I’m sitting on the back porch of a small lodge at the base of Mt Buller listening to the babbling sound of rushing water on the Delatite River. As I gaze up from this iPad I see many differing shades of green trees sprinkled with the odd yellow-leaved deciduous tree as it sheds it leaves. There is a small open fire about 50 metres away and the smoke gently wafts upwards in the still air.
I’m trying to describe a scene of a photo I’ve taken. You can be the judge of my description using the photo located at the bottom of the page.
The point of this post is to talk about a wondering I have about writing and in particular the writing we ask of our young people in schools. Student writing is one of the main improvement goals of our school and as such is in my thoughts over this mild Easter break.
When I hear teachers speak about student writing it’s often from the technical aspect “they need to improve their paragraphing” or “I’m tired of telling them to use capital letters in the correct places”. This may seem a criticism of teachers but it’s not intended to be one. Yes one needs technical accuracy to convey one’s messages.
Recently I participated in a teacher meeting talking about using the national test criteria for assessment (NAPLAN) to lead us forward in determining what to teach students next. This in many ways should thrill me for we have been implementing an evidenced based process for determining what students need to learn next over the past few years.
So what’s my wondering/s?
When I looked at the criteria it was very technical orientated (e.g. paragraphing, sentence structure). That’s the easy part, which I’m beginning to question.
What if writing is like painting where we use words to convey our emotions like painters use colours or images to express their thoughts.

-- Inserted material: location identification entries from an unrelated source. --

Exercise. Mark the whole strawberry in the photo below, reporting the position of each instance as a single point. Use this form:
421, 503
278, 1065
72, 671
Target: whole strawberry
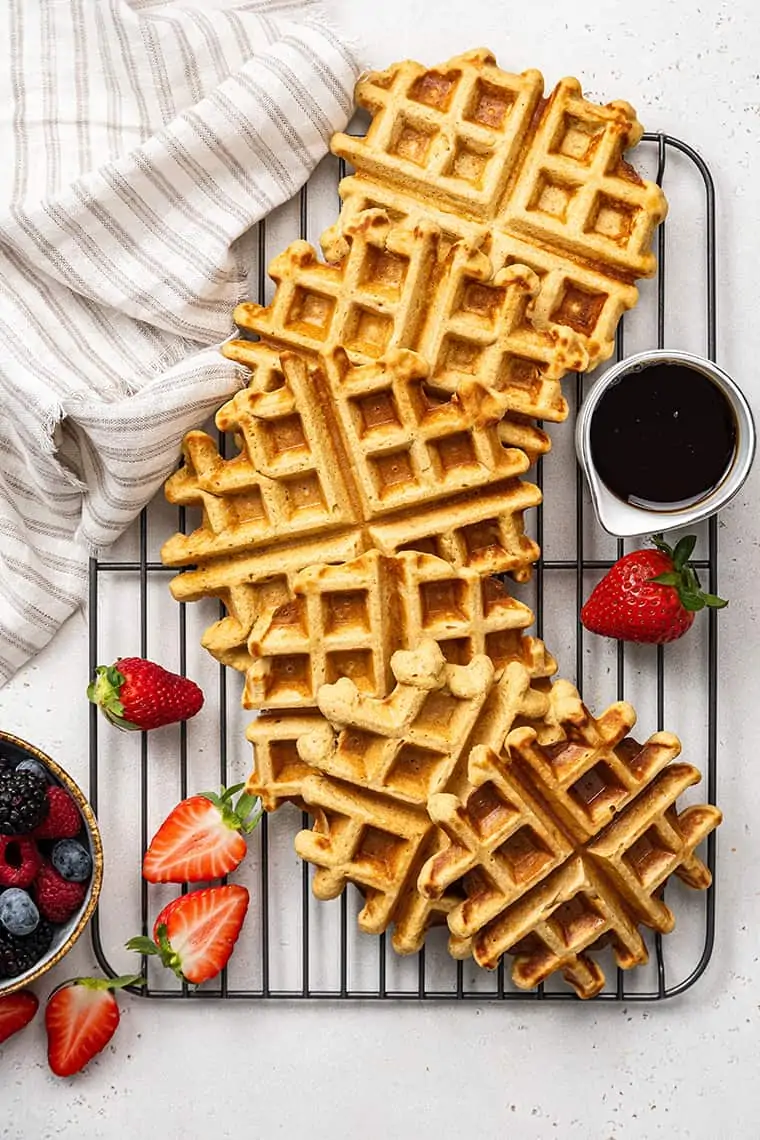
648, 595
57, 898
139, 694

Some may remember colour by number sheets (very technical or base level stuff) and please don’t think I’m discounting the technical skills in painting. But is that what we admire or seek to replicate in paintings?
I’m thinking not!
So what is my wondering?
Part of the answer to my first wondering from a brief review of the literature on writing was that we must help students seek a wider audience and authentic purpose for writing. Much has been written about these two points for if the audience is just teachers then perhaps it’s just the technical skills we value and that our teachers are nearly facilitating editors (correcting and providing technical feedback) – again do not take this as a criticism of teachers for editing is a skill and we need technical feedback.
So yes writing as a habit (daily) and the use of writers notebooks to collect our thoughts (pre writing phase) are necessary, so is learning the technical skills, developing a wider audience and using differing authentic purposes necessary but are they sufficient?
My wondering is about non-writing teachers teaching writing. When I say non writing teachers again this may be seen as a criticism, it’s not that teachers don’t write but generally it’s job related procedural – lesson and curriculum plans and summative – student reports. Teachers job related writing audience is small and selective.
So when do teachers write – write for wider audiences – write every day (non job related) and publish. The answer I fear is seldom ( I’m not counting some forms of social media here e.g. texting). Yet we ask them to teach young people to write (to experience the anguish about using the right word or the rereading-rewriting phase trying to get their message to say what they want).
Last year a teacher charged with researching what are some of our young people’s blockers and enhancers for writing facilitated a workshop where she got teachers to write. She gave them a writer’s notebook and set some engaging challenges. It’s where I heard teachers say “I can’t write”, “I’m not a writer” but engage in the task and laugh and smile at other teachers attempts in what she perhaps unintentionally created – a writers community. That may seem a harsh reflection but are we as teachers all to willingly want to get into the right and wrong of writing (technical) but not want to wallow in the pit of uncomfortableness trying to find our writers voice.
I know some of my posts seem procedural but occasionally I do get to share some deeper feelings and I hope this one strikes a chord with others.
So what is my wondering – can teachers who do not engage as writers on a regular basis teach writing (you see it’s not the same as reading where we engage silently with our thoughts in safer places).